After that I took voluntary redundancy from my job as a Consultant in Public Health and then went on various training courses for non surgical aesthetics including skin camouflage, electrolysis, wrinkle treatments and medical grade skin care treatment programmes for acne, pigmentation and ageing. I also did a basic Afro-hairdressing course.
I then relocated back to the North West in 2012 to begin the process of setting up my business continuing to work as a locum GP.
Tell us a bit about what you currently do:
As lockdown became imminent in March 2020 for professional and personal reasons I took a break from GP locum work, but intend to resume when things settle down.
Having set up a Hair Loss clinic in Crewe, which also helps people with cosmetic skin concerns including acne, pigmentation, rosacea and wrinkles I have been spending my time working on the business, attending lots of educational webinars, writing for aesthetic magazines and preparing for a socially distanced re-opening of the clinic after 4th July 2020.
The clinic caters for all skin types and all hair types.
For hair loss I use a variety of approaches based mainly on medical evidence. My medical background helps to give a comprehensive approach to how hair loss can be caused by a variety of health related issues. I also give people the information they need to tackle hair loss, which may sometimes include going back to the GP to request a referral to a dermatologist or blood tests. Sometimes if the GP is not prepared to request certain bloods I can arrange for blood tests to be done either at home or at other locations.
My clinic is one of the first in the country to offer TrichoTest which is a personalised DNA test for hair loss. It provides information based on the person’s genetic profile which helps to tailor the treatment regime for supplements or medications that are more likely to work. It involves taking a swab from the inside of both cheeks and then giving tailored advice based on the person’s genetic profile so that people don’t waste time on treatments that are not likely to work for them.
I also believe that it is important to be able to offer hair treatments in a private environment in which people can feel safe from view so on re-opening I will be offering Protein and Moisturizing treatments for Afro-textured Hair as well as Kerastraight and Olaplex treatments for other hair types.
The clinic has a selection of wigs and hair toppers, some of which can be purchased directly through www.crewehairandskinclinic.uk. Wigs can be custom made. The clinic is also an ambassador for MS Hair which sells cosmetic fibres on line which can camouflage the appearance of hair loss.

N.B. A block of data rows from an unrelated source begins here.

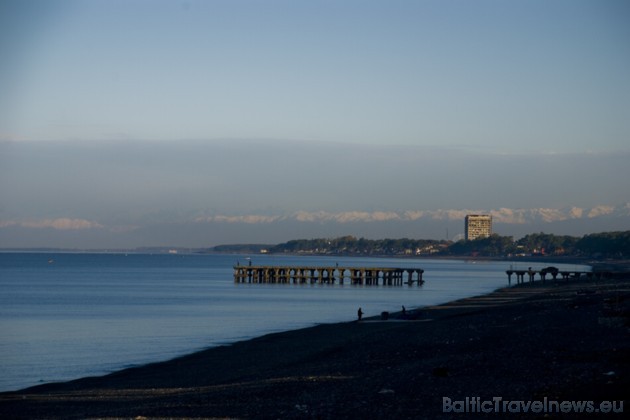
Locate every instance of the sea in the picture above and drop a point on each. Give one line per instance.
(70, 315)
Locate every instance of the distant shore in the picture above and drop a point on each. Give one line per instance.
(558, 340)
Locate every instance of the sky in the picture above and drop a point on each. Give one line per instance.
(195, 123)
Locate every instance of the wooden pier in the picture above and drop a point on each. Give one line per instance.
(552, 272)
(368, 276)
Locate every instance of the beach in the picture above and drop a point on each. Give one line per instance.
(557, 341)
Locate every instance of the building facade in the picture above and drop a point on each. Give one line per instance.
(478, 226)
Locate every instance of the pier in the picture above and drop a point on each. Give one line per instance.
(552, 272)
(367, 276)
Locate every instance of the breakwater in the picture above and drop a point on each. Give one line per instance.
(368, 276)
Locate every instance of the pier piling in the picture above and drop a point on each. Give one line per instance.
(367, 276)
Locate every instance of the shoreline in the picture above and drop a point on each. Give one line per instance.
(488, 345)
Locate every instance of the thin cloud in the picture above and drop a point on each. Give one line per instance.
(501, 215)
(58, 224)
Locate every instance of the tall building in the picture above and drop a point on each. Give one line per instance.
(478, 226)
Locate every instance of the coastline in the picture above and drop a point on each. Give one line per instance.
(557, 340)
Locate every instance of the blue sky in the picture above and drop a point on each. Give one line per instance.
(373, 107)
(500, 75)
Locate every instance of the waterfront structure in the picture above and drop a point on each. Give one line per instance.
(367, 276)
(478, 226)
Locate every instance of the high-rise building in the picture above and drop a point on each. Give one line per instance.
(478, 226)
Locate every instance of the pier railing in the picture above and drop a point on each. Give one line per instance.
(368, 276)
(550, 273)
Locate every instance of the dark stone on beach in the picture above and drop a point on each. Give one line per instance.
(523, 343)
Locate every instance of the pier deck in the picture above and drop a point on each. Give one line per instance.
(553, 274)
(368, 276)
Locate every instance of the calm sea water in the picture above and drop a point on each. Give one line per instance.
(65, 316)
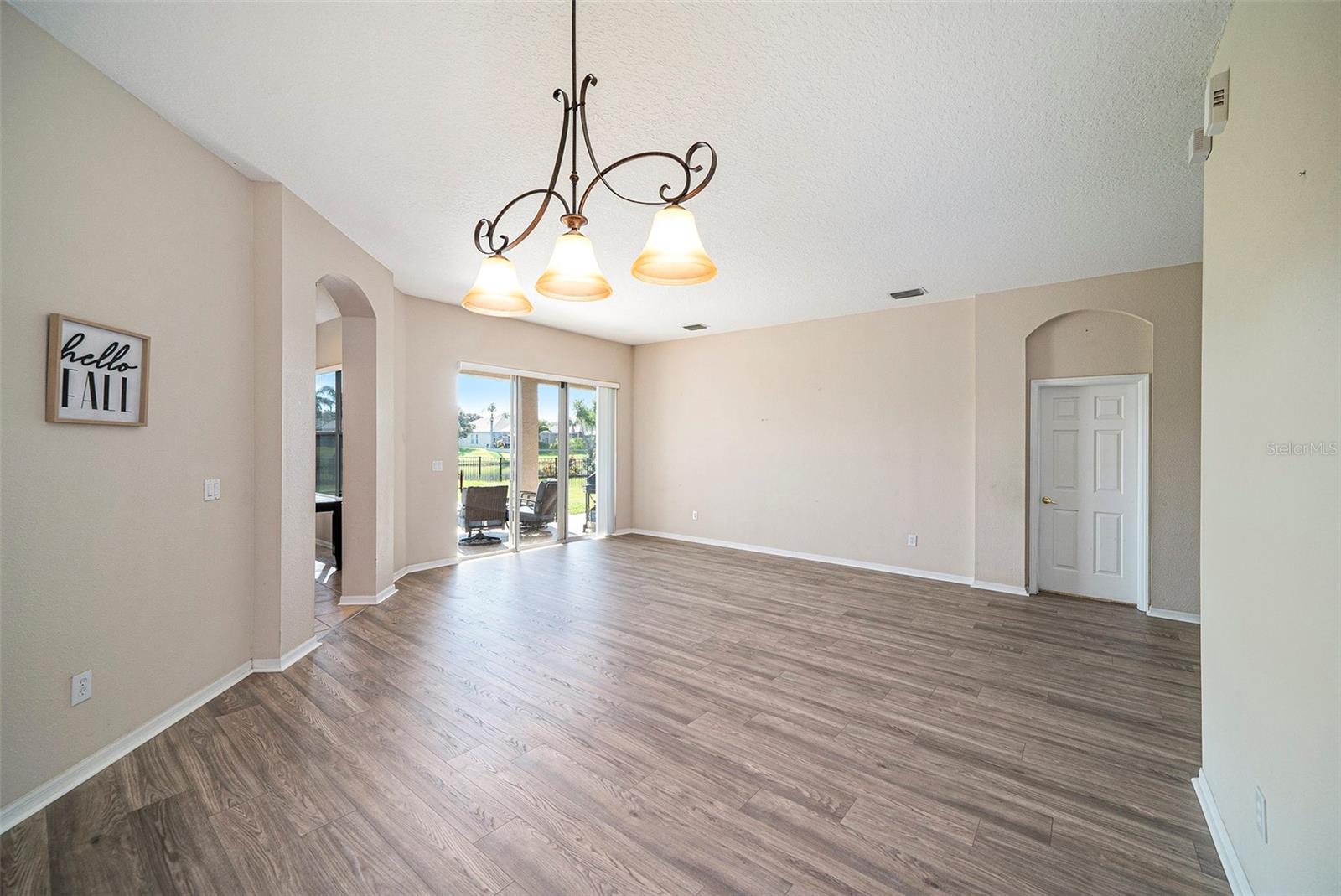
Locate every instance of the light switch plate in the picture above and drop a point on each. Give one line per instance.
(80, 687)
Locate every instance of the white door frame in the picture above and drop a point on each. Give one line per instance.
(1143, 489)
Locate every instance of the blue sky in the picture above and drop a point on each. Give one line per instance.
(474, 393)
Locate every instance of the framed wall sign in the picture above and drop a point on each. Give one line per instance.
(96, 373)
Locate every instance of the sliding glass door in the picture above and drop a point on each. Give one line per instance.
(582, 460)
(534, 462)
(484, 469)
(540, 462)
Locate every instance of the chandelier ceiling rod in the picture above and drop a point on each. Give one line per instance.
(674, 254)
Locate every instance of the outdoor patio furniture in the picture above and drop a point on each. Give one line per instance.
(482, 507)
(541, 507)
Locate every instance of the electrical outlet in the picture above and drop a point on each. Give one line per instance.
(1260, 811)
(80, 687)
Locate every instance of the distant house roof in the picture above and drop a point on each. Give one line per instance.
(502, 422)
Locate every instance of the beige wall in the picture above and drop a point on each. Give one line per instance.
(433, 339)
(835, 438)
(1271, 640)
(328, 344)
(915, 420)
(1171, 301)
(1090, 344)
(111, 557)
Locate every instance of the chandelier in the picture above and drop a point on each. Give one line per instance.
(672, 256)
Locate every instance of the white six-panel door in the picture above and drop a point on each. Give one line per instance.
(1090, 489)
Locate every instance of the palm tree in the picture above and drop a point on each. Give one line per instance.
(583, 415)
(466, 422)
(325, 404)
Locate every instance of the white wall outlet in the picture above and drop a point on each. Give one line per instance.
(1260, 811)
(80, 687)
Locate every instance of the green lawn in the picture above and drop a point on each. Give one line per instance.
(483, 467)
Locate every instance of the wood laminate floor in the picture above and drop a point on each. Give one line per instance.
(644, 717)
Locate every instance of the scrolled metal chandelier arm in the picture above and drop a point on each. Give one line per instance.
(674, 254)
(665, 188)
(487, 239)
(486, 227)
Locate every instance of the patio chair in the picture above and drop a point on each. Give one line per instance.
(482, 507)
(542, 507)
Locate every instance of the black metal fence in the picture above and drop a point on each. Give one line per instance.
(484, 469)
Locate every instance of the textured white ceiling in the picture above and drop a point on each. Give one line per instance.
(864, 148)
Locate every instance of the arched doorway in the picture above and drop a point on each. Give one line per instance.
(1088, 455)
(345, 435)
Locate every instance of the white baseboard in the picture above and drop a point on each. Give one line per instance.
(815, 558)
(288, 659)
(1178, 616)
(1220, 837)
(420, 567)
(1018, 590)
(366, 600)
(44, 795)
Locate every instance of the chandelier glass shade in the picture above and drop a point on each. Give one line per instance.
(573, 274)
(674, 254)
(496, 290)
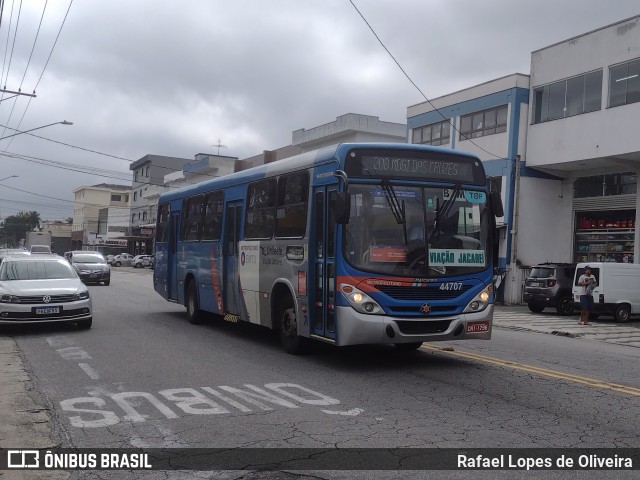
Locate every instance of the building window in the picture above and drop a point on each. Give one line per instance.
(606, 185)
(483, 123)
(434, 134)
(574, 96)
(624, 83)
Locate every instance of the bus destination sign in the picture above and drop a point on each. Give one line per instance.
(435, 167)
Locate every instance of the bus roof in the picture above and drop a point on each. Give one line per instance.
(304, 160)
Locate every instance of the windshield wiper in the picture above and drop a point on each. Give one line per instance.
(397, 208)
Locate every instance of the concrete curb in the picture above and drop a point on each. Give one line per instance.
(24, 422)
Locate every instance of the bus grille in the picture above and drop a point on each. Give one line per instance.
(423, 327)
(421, 293)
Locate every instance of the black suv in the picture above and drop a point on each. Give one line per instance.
(549, 285)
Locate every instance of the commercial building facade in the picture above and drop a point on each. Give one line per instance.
(563, 140)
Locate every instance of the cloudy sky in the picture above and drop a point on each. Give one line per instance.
(141, 77)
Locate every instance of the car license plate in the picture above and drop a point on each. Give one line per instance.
(475, 327)
(47, 310)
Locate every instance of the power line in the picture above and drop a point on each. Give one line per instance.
(43, 69)
(416, 86)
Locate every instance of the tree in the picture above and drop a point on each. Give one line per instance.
(16, 226)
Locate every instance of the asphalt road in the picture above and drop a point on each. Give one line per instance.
(144, 377)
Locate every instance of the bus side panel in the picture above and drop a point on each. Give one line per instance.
(210, 277)
(160, 268)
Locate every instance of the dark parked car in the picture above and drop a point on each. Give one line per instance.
(549, 285)
(90, 266)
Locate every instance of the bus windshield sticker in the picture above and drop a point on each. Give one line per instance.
(406, 167)
(456, 257)
(470, 196)
(388, 254)
(295, 253)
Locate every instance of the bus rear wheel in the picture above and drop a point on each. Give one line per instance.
(289, 338)
(193, 312)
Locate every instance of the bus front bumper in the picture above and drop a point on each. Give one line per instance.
(354, 328)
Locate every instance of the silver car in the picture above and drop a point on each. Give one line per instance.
(42, 288)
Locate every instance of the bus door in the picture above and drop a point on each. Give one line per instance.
(322, 261)
(230, 278)
(172, 257)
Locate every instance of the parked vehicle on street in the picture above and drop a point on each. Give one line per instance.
(42, 288)
(549, 285)
(617, 290)
(90, 266)
(140, 261)
(122, 260)
(40, 249)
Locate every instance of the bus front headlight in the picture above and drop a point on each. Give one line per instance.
(359, 300)
(480, 301)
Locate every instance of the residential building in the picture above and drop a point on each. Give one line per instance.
(60, 235)
(351, 127)
(89, 200)
(147, 171)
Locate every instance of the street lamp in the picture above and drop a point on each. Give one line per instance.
(64, 122)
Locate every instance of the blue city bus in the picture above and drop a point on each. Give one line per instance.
(362, 243)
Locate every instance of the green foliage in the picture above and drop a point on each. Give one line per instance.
(15, 227)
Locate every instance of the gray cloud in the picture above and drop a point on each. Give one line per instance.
(174, 78)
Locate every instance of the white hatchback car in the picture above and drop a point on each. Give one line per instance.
(40, 289)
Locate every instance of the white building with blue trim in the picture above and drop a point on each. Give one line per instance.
(564, 140)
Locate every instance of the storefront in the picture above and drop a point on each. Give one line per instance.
(605, 218)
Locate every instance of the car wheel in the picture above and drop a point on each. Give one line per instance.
(535, 307)
(289, 338)
(408, 347)
(565, 305)
(622, 313)
(85, 324)
(193, 312)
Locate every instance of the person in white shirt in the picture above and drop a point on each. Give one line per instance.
(588, 283)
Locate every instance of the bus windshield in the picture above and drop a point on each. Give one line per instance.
(417, 231)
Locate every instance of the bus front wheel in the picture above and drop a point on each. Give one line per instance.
(291, 341)
(193, 312)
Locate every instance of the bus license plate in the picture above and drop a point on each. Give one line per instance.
(47, 310)
(475, 327)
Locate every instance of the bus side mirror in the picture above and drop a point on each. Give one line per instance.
(342, 208)
(496, 203)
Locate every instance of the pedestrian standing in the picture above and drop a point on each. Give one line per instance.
(588, 282)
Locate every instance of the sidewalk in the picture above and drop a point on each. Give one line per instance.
(518, 317)
(24, 423)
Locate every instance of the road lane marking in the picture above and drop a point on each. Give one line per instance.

Since lockdown I have been conducting virtual consultations so I have been able to follow up people on skin care programmes for acne in particular. I have also done hair loss consultations on line. I ask people to complete a questionnaire beforehand and send in photographs from the front, side, top and back. The plan is that people can come into the clinic for a shorter consultation when the clinic re-opens.